Continued front page    F term (reference) 3H003 AA05 AB04 AC03 AD01 AD03                       BE09 CD05 CF04                 5H605 AA15 BB05 BB10 CC01 DD03                       DD13 EC01 EC20                 5H609 BB01 BB14 BB18 PP02 PP06                       QQ02 QQ12 RR33 RR42                 5H611 AA09 BB01 TT01

Claims (6)

[Claims] 1. An electric motor unit (12) having a stator (122) fixed to a housing (121) and a rotor (123) rotating in the stator (122).
0) and an electric circuit (130) for driving the motor part (120) integrated with the housing (121), the inner wall of the housing (121) and the stator (12).
2) Among the parts facing the outer wall, at least the part corresponding to the electric circuit (130) has a heat insulating portion (a heat transfer amount per unit time) smaller than that of the other parts. 140) is provided. 2. The heat insulating part (140) is constituted by a gap provided between an inner wall of the housing (121) and an outer wall of the stator (122).

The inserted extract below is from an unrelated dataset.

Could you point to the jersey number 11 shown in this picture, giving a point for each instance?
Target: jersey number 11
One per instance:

The described motor device. 3. The motor device according to claim 2, wherein a compressor (110) for sucking and compressing a fluid is integrated with one end of the housing (121) in the axial direction. 4. The fluid sucked into the compressor (110) flows in the motor section (120) and flows into the compressor (1).
The motor device according to claim 3, wherein the motor device is sucked by 10). 5. The fluid sucked into the compressor (110) flows into the motor section (120) through a refrigerant inlet port (124a) provided in the housing (121),
The motor device according to claim 3, wherein the motor device is sucked into the compressor (110) by flowing through a gap that constitutes the heat insulating unit (140). 6. The refrigerant inlet (124a) is located in the electric circuit (130) from the center of the housing (121).
The motor device according to claim 5, wherein the motor device is provided on the side.